The combination also demonstrated clinical benefit in the secondary end points of PFS and OS. In the high-grade glioma cohort, median PFS was 3.8 months (95% CI, 1.8-9.2) and median OS was 17.6 months (95% CI, 9.5-45.2). In the GBM subset, median PFS was 2.8 months (95% CI, 28.213.7) and median OS was 13.7 months (95% CI, 8.4-25.6). In the low-grade group, the median was not reached (NR) for PFS (95% CI, 7.4-NR) and OS (95% CI, 11.6-NR).2
Moreover, the safety profile for the combination was consistent with clinical experience in other indications, investigators noted. Adverse events of grade 3 or worse severity were observed in 53% of patients, with fatigue (9%), decreased neutrophil count (9%), and headache and neutropenia (5% each) as the most frequently reported.

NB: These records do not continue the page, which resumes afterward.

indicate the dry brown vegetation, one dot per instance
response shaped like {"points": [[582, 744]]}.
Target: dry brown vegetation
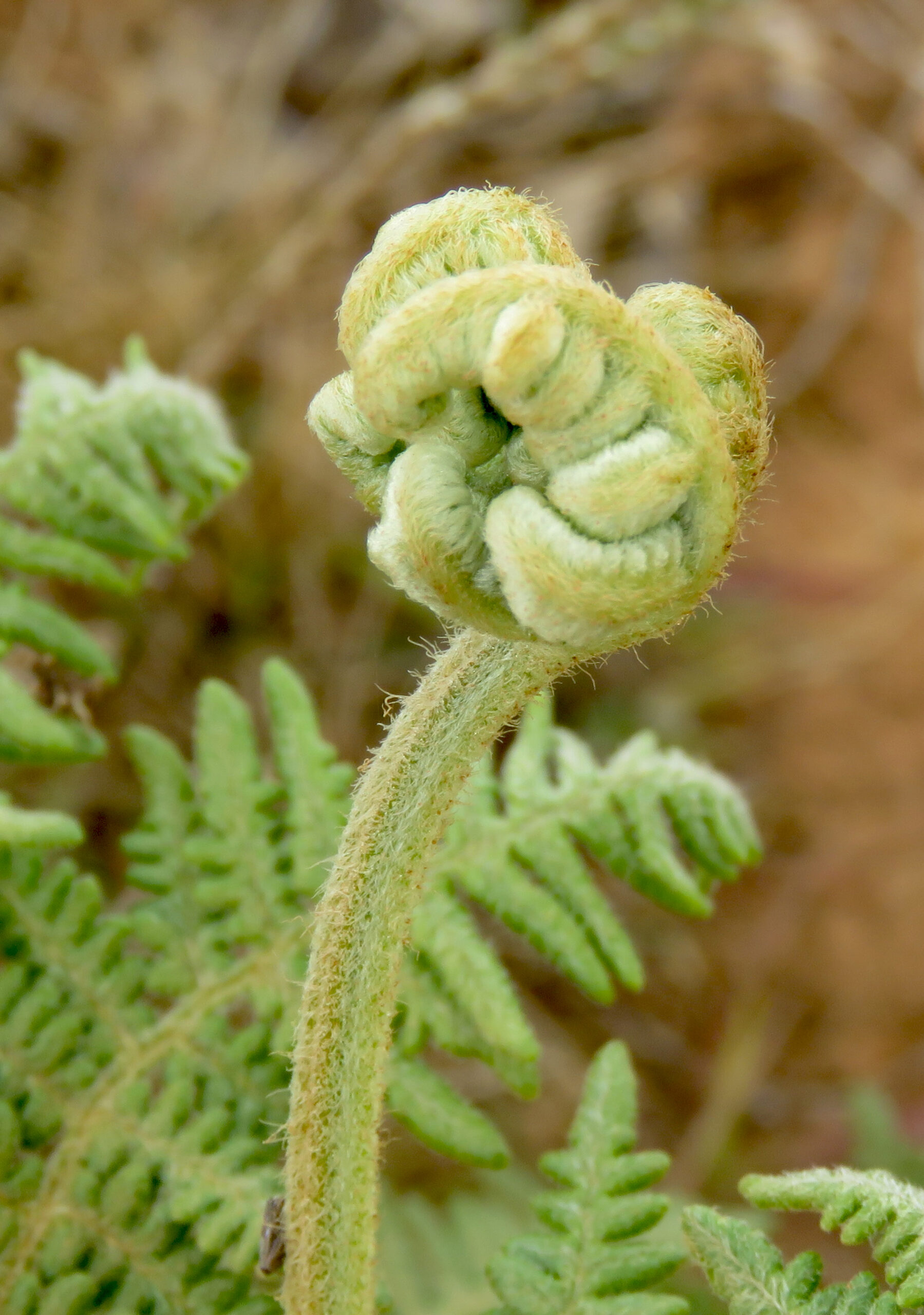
{"points": [[208, 172]]}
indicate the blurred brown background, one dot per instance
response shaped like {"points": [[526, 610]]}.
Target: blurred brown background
{"points": [[210, 172]]}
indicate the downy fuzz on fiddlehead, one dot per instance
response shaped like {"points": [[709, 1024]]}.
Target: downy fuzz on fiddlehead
{"points": [[547, 461]]}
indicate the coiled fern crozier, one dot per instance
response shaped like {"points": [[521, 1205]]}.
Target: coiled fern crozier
{"points": [[556, 471]]}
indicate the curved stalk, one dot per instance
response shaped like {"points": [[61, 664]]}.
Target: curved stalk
{"points": [[342, 1041]]}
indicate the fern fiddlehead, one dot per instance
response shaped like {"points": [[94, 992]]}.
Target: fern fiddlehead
{"points": [[563, 474], [547, 459]]}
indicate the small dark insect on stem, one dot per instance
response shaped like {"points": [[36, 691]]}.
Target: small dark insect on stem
{"points": [[272, 1238]]}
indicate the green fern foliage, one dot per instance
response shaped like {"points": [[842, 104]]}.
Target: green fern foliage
{"points": [[98, 483], [594, 1259], [866, 1206], [523, 846], [457, 993], [144, 1048], [747, 1272], [144, 1051]]}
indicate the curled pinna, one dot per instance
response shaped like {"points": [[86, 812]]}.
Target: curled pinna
{"points": [[547, 461]]}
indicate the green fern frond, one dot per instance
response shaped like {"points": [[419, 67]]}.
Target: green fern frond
{"points": [[121, 471], [145, 1051], [455, 989], [866, 1206], [748, 1272], [145, 1048], [656, 818], [594, 1260]]}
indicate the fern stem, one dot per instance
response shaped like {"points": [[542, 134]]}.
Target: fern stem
{"points": [[400, 812]]}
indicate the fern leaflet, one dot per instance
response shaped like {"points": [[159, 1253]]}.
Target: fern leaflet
{"points": [[114, 475], [594, 1262], [654, 817], [748, 1272], [866, 1206]]}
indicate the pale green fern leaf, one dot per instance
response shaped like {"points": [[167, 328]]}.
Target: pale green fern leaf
{"points": [[145, 1051], [114, 473], [520, 846], [747, 1272], [224, 825], [594, 1260], [213, 838], [866, 1206]]}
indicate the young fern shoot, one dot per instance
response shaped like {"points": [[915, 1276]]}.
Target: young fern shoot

Outcomes in ROAR compare favorably with those for patients with recurrent high-grade gliomas in molecularly unselected populations treated with chemotherapy, investigators noted. “Response rates with chemotherapy have rarely exceeded 5%, with overall survival of 5 to 9 months and 3 to 4 months for glioblastoma after failing temozolomide and bevacizumab treatment,” they wrote. “In general, the progression-free survival for various salvage therapies in high-grade glioma was less than 3 months.”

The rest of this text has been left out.